お前がこっち帰ってきたときに連れ込んだりしてたんだったら、どっかよさそうなとこ知ってたりしないかな~って話なんだけど』
…そういうことね。
確かに、ネット情報でそういうところを決めるのはちょっとこわい。入ってみて『え』ってのは避けたいし、下見に一人で行くわけにもいかない。
知ってる奴の口コミが欲しい気持ちはよくわかるけど。
『残念ながら。こっちの部屋と自宅以外に心当たりは露ほどもない』
思わず本当のことを答えてしまったら、拓人が一瞬黙った。
『…え、どういうこと? 自宅でやっちゃったの?』
…しまった。自爆した。
こうなってしまうと、むしろ本当のことを言ってしまった方がいいだろうと腹をくくる。
『いや…俺がこっちに引っ越したときに…ちょっと触るくらいのことはしたけど、そのときはそこまでで』
『ちょっと待てお前…』
言いかけたらいきなりダメ出しされた。
『…念のため聞くけど、引っ越しって…去年の春だよな?』
『うん』
俺は引っ越したのは一回きりだし。
『…付き合い始めた一週間後…とかじゃなかったっけ』
『そう』
よく覚えてるな。
合格発表の日に付き合うことになって、ほぼ一週間後にはこっちに来てた。
しばらく黙ってた拓人がため息をついてる。
『…あんまり具体的なことを聞くつもりもないんだけど…どうなのそれ。ちょっと、お前に対する人としての信頼感が今、崩れ落ちた』
あ、これは自分のレベルで考えてるな。
んなわけないじゃん。

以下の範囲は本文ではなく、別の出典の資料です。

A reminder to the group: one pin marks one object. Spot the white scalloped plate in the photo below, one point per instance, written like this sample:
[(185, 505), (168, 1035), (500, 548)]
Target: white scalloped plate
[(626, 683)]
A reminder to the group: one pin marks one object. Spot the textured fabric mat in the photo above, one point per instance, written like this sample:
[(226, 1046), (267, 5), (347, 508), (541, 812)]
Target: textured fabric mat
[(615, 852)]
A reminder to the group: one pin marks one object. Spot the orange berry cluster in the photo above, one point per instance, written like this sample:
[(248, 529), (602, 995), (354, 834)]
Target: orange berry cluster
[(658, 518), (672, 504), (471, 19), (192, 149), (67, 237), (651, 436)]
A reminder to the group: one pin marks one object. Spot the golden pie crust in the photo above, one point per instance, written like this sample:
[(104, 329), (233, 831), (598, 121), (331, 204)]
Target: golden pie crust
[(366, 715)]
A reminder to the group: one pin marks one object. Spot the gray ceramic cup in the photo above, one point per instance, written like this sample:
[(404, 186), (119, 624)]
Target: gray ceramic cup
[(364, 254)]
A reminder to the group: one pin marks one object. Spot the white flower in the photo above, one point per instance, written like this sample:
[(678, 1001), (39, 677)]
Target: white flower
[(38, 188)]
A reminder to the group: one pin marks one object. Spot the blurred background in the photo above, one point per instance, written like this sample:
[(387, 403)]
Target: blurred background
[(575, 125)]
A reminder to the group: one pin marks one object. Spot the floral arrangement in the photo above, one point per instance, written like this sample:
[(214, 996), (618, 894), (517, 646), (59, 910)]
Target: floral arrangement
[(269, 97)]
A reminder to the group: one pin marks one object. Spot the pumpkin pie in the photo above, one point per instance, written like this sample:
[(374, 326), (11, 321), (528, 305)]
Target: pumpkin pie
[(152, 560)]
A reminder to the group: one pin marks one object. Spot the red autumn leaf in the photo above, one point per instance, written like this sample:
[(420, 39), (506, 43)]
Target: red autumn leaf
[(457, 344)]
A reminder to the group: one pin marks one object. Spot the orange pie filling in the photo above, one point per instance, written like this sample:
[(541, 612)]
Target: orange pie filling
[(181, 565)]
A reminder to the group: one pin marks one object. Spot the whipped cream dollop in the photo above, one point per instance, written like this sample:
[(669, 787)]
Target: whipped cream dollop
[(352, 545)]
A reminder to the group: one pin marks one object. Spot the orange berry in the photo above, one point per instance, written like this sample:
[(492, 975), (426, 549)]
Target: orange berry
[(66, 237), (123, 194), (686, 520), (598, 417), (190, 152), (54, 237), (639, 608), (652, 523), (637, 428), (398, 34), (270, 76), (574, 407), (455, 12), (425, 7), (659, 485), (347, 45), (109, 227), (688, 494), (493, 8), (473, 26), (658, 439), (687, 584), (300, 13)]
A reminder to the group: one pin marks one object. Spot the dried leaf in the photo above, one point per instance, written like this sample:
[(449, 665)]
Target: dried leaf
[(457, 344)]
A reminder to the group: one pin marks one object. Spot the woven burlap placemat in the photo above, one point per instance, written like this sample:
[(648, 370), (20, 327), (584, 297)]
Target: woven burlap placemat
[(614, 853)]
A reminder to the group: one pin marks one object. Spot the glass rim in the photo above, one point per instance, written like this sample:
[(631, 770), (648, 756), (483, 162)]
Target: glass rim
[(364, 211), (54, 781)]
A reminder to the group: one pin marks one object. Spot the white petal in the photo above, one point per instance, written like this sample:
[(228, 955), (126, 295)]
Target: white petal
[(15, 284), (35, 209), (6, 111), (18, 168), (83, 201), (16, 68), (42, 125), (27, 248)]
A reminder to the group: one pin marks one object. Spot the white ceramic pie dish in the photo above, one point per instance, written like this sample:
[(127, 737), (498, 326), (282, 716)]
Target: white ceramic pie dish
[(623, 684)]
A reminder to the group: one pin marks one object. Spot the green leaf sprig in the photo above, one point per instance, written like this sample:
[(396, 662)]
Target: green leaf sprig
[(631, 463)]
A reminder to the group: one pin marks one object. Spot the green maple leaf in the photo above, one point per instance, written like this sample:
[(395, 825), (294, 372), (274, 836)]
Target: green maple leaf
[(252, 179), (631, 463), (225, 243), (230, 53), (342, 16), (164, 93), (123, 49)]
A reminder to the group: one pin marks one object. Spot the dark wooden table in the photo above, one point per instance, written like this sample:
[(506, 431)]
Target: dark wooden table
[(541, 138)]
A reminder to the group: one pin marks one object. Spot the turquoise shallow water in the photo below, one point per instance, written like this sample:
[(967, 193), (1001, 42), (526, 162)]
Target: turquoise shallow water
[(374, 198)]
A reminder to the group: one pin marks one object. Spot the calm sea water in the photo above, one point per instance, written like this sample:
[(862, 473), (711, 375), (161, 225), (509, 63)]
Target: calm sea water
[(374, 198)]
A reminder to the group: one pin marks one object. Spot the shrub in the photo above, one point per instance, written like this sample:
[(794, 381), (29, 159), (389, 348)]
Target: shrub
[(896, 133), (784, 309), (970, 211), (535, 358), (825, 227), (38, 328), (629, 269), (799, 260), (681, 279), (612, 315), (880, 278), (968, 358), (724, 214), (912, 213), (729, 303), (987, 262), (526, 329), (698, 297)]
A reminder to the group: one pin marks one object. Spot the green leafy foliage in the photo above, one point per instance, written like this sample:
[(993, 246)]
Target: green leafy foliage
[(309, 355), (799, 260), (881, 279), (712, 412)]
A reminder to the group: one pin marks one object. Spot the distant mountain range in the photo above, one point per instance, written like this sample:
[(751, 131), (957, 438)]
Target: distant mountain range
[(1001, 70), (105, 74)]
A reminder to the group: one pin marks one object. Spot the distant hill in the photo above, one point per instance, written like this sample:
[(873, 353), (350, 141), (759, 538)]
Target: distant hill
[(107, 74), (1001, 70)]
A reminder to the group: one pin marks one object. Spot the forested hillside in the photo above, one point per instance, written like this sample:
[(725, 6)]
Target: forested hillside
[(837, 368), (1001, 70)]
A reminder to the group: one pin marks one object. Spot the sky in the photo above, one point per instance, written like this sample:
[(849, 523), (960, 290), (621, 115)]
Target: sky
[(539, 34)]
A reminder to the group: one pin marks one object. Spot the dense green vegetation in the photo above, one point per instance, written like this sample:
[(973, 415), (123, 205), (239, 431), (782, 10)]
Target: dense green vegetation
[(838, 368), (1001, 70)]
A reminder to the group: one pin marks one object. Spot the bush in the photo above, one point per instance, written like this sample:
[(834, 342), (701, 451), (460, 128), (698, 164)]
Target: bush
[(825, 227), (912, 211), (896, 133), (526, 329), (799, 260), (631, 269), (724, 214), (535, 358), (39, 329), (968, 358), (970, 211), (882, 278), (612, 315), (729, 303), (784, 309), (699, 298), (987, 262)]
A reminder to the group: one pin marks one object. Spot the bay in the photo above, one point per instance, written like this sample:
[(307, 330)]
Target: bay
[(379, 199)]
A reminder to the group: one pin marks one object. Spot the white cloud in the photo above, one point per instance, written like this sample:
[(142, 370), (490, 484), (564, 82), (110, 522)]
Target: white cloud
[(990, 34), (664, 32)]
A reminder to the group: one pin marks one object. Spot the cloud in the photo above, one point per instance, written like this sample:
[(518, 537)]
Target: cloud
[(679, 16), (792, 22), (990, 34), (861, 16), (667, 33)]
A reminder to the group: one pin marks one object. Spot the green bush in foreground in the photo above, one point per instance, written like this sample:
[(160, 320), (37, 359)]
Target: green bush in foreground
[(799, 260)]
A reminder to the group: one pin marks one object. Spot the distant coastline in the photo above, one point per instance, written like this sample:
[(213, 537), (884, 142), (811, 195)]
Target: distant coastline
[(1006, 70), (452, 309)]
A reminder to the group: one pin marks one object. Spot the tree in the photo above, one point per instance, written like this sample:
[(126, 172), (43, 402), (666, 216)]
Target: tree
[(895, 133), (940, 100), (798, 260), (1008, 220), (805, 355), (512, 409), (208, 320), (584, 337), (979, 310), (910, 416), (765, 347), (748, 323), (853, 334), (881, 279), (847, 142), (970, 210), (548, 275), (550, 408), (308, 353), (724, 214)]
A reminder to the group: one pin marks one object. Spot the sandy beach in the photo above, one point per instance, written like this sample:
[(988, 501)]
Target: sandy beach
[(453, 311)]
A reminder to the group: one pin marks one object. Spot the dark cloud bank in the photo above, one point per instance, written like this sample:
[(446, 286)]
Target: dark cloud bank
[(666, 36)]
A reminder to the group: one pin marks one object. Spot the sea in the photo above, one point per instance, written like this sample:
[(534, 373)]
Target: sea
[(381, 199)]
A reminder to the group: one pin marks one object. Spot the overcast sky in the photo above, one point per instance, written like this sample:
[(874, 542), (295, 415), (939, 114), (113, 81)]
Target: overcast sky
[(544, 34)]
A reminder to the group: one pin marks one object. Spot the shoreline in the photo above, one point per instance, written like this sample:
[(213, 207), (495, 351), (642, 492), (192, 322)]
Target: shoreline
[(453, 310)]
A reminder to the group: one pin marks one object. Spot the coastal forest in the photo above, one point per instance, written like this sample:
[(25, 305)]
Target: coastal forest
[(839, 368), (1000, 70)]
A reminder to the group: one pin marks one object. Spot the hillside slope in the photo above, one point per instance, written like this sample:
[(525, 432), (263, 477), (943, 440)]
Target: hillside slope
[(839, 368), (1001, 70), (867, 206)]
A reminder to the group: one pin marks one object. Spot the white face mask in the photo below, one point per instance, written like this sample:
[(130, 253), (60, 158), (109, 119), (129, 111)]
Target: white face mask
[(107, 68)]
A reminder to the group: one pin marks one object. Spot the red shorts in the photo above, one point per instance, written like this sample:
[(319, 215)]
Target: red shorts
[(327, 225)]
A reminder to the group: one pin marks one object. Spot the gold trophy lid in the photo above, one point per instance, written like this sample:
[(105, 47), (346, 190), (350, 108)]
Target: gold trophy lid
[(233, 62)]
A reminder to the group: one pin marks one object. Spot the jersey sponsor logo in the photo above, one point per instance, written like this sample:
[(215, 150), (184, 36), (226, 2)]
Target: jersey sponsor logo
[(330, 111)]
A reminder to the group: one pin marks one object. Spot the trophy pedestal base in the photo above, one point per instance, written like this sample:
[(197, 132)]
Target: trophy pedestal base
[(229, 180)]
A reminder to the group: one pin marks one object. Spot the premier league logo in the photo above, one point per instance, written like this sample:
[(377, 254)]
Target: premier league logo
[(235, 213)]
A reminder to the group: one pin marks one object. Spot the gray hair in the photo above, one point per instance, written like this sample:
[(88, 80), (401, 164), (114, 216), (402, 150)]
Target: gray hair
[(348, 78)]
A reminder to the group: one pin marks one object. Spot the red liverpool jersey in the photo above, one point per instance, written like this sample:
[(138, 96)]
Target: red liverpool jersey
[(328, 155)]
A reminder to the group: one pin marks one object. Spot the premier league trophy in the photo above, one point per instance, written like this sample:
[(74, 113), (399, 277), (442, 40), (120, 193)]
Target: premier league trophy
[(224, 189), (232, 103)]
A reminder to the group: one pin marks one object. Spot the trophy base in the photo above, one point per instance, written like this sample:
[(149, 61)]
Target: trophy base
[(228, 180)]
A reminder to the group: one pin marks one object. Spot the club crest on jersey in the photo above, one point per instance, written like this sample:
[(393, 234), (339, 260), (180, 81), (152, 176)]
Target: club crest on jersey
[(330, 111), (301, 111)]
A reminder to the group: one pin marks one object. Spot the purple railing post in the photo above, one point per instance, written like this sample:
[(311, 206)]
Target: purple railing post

俺と結花だよ?
あれ、でも拓人は高校時代に彼女は一度も作らなかったよな。
それなのに千里以外に…経験があるってこと?
え、高2とか高3の頃に?
ずっと一緒にいたような気がしてるけど…言われてみれば部活のない日だってたまにはあったし…
大会後の休養日なんかは、一週間会わなかったりしてたけどさ。